Typically, rates are expressed as APR – the annual percentage rate. For example, you might want a bank loan for $10,000 that has an APR of 5%. This means that you pay 5% of that loan every year as interest. So, you can now calculate that you’ll pay £500 in interest, every year until you’ve paid back the loan in full.
It can be confusing, but once you start seeing interest rates in the real world, you soon get the hang of what they are and how they work.
Why do interest rates matter?
Interest rates are hugely significant in just about everything to do with finance. Whenever you want to borrow money – be it a loan, mortgage, or even a credit card – there will be rates. Realistically, they’re in place so lenders can actually make money. If they didn’t charge any interest, then they’d just be lending money out to everyone for free.
So, you need to understand and be wary about interest rates if you want to borrow money at any point in your life. It’s always a smart idea to shop around before you apply for any credit cards or look for any loans/mortgages. In an ideal world, you want to borrow money from a lender with the lowest interest rate. As such, this would mean you have to pay less money.
As touched upon earlier, rates are also vital if you want to save or invest money. Savings accounts have interest rates to help grow your investment. Each year, you can add a percentage of your savings to your account balance.
The best thing is, you don’t have to lift a finger or do anything. Ironically, in this scenario, you should shop around for a savings account with the absolute highest rates, so you can earn as much money as possible.
Financial institutions often have a range of products for you to choose from if you’re looking to invest or save your money. Standard savings accounts are available, but the interest is really bad on them. Then, you have things like a high interest term deposit that offers far more generous rates, but with more restrictions. It’s a case of weighing up the different options and choosing the one that speaks to your requirements while offering a decent interest rate.
As a summary, interest rates matter because they determine how much it will cost to borrow money, or how much money you can gain from saving/investing it.
Does your credit score affect rates?
Yes, it does. Your credit score is basically a figure that helps show how creditworthy you are. It’s pretty much a nice and simple way for lenders to look at you and figure out if you’re trustworthy or not to be granted credit.
In some cases, a bad credit score can mean you don’t get your application accepted at all. But, there’s a general rule that poor credit scores will result in worse interest rates.

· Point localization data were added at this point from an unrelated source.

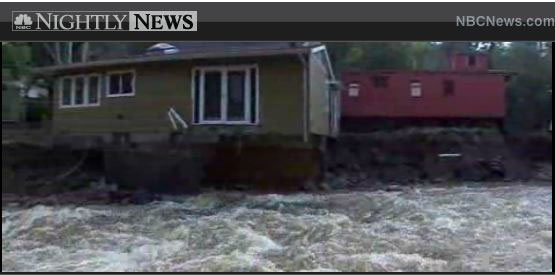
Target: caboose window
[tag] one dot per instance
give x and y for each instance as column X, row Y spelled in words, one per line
column 354, row 90
column 416, row 88
column 381, row 81
column 449, row 88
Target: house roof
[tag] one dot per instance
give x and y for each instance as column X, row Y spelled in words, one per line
column 190, row 51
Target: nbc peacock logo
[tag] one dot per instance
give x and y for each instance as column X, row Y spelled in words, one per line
column 22, row 22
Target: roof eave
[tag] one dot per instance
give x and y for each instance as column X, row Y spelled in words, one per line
column 60, row 69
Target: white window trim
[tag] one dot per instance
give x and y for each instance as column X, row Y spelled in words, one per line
column 224, row 70
column 328, row 61
column 86, row 91
column 133, row 78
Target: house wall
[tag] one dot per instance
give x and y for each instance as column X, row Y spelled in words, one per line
column 477, row 95
column 319, row 98
column 160, row 86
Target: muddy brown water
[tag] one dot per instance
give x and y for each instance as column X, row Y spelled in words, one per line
column 425, row 229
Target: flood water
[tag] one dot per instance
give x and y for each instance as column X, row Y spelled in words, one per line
column 455, row 229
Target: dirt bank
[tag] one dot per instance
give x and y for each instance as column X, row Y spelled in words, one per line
column 437, row 155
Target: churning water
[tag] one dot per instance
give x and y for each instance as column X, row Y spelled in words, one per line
column 456, row 229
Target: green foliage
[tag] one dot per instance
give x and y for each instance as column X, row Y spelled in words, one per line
column 16, row 60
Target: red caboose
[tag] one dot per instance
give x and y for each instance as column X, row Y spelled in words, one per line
column 467, row 94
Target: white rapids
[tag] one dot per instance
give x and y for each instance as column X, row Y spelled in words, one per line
column 435, row 230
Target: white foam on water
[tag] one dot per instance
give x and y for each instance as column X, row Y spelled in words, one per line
column 434, row 230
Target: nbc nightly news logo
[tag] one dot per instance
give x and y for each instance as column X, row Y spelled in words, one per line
column 104, row 21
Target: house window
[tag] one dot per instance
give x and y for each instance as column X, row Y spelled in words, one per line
column 226, row 95
column 381, row 82
column 80, row 91
column 472, row 60
column 449, row 88
column 121, row 84
column 354, row 90
column 416, row 88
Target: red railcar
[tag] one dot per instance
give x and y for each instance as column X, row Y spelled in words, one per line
column 467, row 93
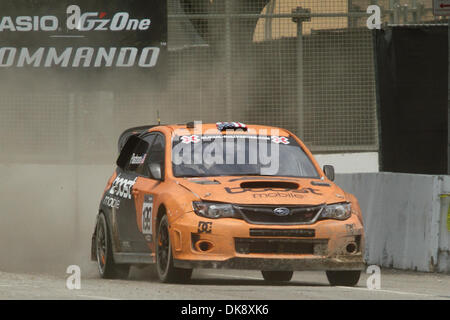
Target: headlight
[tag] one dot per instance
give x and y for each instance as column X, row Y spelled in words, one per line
column 339, row 211
column 215, row 210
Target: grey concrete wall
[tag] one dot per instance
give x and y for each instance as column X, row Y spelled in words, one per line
column 402, row 216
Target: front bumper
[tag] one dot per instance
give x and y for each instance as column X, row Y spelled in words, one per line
column 235, row 245
column 274, row 264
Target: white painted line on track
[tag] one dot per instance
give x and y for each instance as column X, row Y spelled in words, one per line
column 96, row 297
column 389, row 291
column 236, row 277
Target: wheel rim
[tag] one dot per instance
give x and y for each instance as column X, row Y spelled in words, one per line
column 101, row 247
column 163, row 249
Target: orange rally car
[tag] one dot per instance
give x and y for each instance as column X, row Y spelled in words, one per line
column 225, row 195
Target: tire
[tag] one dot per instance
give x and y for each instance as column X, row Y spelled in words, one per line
column 343, row 278
column 167, row 273
column 103, row 248
column 277, row 276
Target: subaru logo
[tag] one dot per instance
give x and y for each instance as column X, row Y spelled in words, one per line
column 281, row 212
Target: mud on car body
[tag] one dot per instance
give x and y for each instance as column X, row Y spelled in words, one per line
column 230, row 207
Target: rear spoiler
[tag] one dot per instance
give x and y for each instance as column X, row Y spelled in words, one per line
column 131, row 132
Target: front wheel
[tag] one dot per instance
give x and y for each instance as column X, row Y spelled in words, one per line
column 343, row 278
column 105, row 260
column 164, row 259
column 277, row 276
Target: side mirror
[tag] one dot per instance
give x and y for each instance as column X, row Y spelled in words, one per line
column 329, row 171
column 155, row 170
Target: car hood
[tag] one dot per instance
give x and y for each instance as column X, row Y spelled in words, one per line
column 264, row 190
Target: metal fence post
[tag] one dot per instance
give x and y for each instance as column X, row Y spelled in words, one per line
column 300, row 97
column 228, row 70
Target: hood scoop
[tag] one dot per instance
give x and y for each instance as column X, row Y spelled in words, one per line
column 269, row 184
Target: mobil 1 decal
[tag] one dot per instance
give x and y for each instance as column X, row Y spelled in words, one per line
column 83, row 36
column 147, row 209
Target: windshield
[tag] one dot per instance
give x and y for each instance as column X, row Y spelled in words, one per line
column 231, row 155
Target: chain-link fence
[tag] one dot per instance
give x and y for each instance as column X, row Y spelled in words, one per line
column 307, row 66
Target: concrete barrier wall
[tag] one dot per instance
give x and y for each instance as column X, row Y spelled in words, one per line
column 403, row 218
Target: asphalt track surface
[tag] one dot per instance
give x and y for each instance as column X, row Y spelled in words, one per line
column 222, row 285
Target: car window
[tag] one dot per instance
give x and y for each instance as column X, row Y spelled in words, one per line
column 136, row 161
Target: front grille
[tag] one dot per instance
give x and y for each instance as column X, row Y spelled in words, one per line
column 265, row 214
column 282, row 232
column 278, row 246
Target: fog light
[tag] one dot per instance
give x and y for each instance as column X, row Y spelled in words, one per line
column 351, row 248
column 204, row 245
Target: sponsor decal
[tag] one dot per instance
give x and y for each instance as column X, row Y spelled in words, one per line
column 96, row 33
column 122, row 187
column 111, row 202
column 190, row 139
column 237, row 190
column 204, row 227
column 76, row 20
column 137, row 159
column 230, row 125
column 277, row 195
column 147, row 209
column 79, row 57
column 103, row 21
column 281, row 212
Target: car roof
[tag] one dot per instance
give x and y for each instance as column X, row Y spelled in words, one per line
column 211, row 128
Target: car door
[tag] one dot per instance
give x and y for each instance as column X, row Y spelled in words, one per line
column 146, row 188
column 131, row 169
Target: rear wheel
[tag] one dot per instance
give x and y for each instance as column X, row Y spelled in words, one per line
column 105, row 260
column 344, row 278
column 277, row 276
column 164, row 258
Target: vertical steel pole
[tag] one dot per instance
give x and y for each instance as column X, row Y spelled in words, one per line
column 448, row 98
column 228, row 70
column 300, row 93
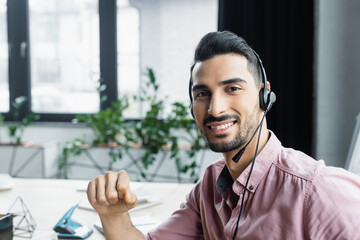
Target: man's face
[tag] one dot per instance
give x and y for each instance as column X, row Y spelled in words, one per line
column 226, row 101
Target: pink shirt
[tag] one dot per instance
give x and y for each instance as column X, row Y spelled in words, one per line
column 289, row 196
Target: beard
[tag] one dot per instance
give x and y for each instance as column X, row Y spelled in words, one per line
column 245, row 131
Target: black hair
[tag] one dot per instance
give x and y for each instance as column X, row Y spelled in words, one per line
column 225, row 42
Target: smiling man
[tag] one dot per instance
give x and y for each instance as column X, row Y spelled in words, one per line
column 259, row 189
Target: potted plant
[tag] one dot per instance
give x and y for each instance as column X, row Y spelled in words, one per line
column 157, row 132
column 107, row 126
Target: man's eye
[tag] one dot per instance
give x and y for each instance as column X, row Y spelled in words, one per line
column 233, row 89
column 201, row 94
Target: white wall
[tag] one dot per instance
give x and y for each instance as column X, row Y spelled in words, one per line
column 337, row 89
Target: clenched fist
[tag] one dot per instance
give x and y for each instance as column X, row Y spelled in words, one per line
column 110, row 194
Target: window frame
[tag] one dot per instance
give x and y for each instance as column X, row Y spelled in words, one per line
column 19, row 62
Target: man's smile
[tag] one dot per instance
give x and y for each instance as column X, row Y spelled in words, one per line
column 220, row 127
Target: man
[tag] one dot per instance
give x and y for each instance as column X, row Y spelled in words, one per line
column 259, row 190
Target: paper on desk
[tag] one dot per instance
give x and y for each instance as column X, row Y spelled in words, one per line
column 143, row 223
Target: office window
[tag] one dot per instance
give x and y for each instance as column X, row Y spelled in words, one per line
column 62, row 53
column 4, row 76
column 164, row 33
column 64, row 50
column 128, row 45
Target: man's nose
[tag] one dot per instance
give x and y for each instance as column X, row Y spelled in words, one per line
column 217, row 105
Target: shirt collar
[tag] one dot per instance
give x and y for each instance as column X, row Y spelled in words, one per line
column 263, row 161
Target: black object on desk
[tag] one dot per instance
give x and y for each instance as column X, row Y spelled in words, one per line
column 68, row 229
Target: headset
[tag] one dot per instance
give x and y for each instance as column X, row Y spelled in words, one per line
column 266, row 98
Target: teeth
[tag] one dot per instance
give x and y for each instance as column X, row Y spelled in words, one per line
column 219, row 127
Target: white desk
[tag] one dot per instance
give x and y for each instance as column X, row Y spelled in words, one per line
column 49, row 199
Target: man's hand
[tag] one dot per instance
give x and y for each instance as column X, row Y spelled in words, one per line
column 110, row 194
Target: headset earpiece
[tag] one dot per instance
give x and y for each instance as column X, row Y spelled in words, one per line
column 266, row 97
column 190, row 91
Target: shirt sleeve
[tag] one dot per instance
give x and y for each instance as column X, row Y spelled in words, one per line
column 333, row 205
column 185, row 223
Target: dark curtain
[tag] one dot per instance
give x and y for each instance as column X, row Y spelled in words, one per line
column 282, row 33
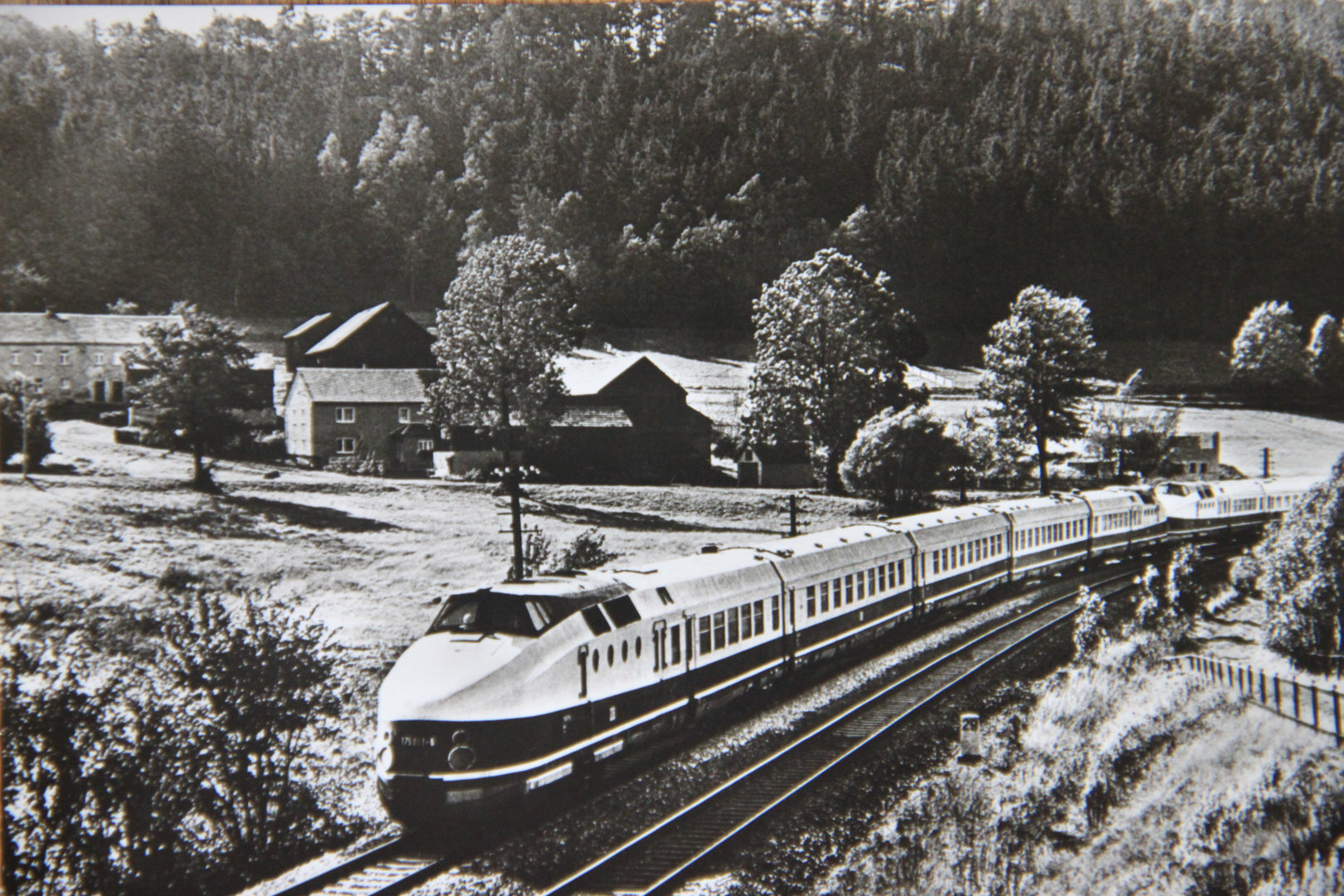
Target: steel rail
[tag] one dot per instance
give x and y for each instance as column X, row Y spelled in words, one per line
column 392, row 868
column 397, row 867
column 665, row 852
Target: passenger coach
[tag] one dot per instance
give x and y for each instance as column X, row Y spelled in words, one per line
column 519, row 685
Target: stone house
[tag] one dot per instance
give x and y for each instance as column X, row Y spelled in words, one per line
column 77, row 358
column 359, row 412
column 378, row 338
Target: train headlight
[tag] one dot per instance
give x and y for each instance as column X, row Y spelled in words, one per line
column 461, row 758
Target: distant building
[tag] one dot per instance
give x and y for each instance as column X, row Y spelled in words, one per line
column 375, row 414
column 80, row 358
column 776, row 466
column 1198, row 455
column 378, row 338
column 624, row 421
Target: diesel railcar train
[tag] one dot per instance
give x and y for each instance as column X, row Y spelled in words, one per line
column 520, row 685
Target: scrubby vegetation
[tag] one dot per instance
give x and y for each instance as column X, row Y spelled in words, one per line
column 1298, row 571
column 1121, row 776
column 184, row 750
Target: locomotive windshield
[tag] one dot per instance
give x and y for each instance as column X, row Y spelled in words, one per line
column 489, row 613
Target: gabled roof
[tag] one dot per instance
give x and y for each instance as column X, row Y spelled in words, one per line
column 307, row 325
column 346, row 329
column 364, row 386
column 90, row 329
column 592, row 375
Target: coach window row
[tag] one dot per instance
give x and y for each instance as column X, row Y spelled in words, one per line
column 856, row 586
column 1036, row 536
column 735, row 624
column 958, row 555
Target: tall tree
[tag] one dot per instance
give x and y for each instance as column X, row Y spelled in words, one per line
column 1298, row 570
column 197, row 381
column 1326, row 355
column 1268, row 353
column 1038, row 363
column 832, row 348
column 505, row 320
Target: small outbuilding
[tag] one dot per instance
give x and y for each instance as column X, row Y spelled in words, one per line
column 776, row 466
column 1196, row 455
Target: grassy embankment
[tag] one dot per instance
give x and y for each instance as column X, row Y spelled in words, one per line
column 1121, row 777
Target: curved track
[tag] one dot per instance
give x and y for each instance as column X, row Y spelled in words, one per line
column 660, row 856
column 665, row 852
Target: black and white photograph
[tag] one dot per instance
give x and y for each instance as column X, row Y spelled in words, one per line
column 856, row 448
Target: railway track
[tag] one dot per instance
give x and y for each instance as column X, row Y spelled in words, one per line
column 392, row 868
column 665, row 852
column 660, row 856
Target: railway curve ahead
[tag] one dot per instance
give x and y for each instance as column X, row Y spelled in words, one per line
column 661, row 855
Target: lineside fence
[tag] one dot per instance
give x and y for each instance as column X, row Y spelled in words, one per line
column 1305, row 704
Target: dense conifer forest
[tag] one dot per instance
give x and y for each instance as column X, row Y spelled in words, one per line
column 1174, row 163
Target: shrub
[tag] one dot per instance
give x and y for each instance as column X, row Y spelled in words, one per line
column 1268, row 351
column 897, row 458
column 362, row 464
column 587, row 553
column 190, row 772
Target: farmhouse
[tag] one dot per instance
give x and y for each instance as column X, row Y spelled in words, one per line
column 368, row 414
column 78, row 358
column 378, row 338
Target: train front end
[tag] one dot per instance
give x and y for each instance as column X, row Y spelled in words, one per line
column 480, row 709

Now, banks and lenders will usually advertise a specific interest rate for their different products. This will be the best interest rate you can get, but not everyone will end up with it. Usually, you need to have a good credit score to qualify for the advertised rate – often referred to as the representative APR.
But, if your score isn’t up to scratch, then the bank will give you a higher interest rate, which means it costs more for you to borrow money. They do this because people with bad credit scores aren’t seen as trustworthy as ones with good ones. It’s more of a risk for lenders, so they compensate for this with higher rates.
The good news is that your credit score doesn’t impact the interest rate on savings accounts or other investment products!
Are there different types of interest rates?
There are many types of interest rates out there, but the two you need to concern yourself with are:
- Fixed interest rates
- Variable interest rates
A fixed interest rate is one that will stay the same forever. So, if your mortgage has a 2.5% fixed interest, you will pay that amount every year until your debt is paid.
A variable interest rate may start out with a fixed term, but it will then be open to fluctuations. This means it could go up, or it could go down. So, you might end up paying less, or you could end up paying more – it all depends on the rate.
It’s crucial that you start understanding interest rates if you want to make good financial decisions! Shop around whenever you borrow money; look for lenders with the most favorable rates, so you pay as little as possible.
If you’re opening savings accounts, then look for the best rates so you can earn more each year! Also, make sure you keep your credit score in check. If you don’t, then you can end up on lousy interest rates when borrowing money.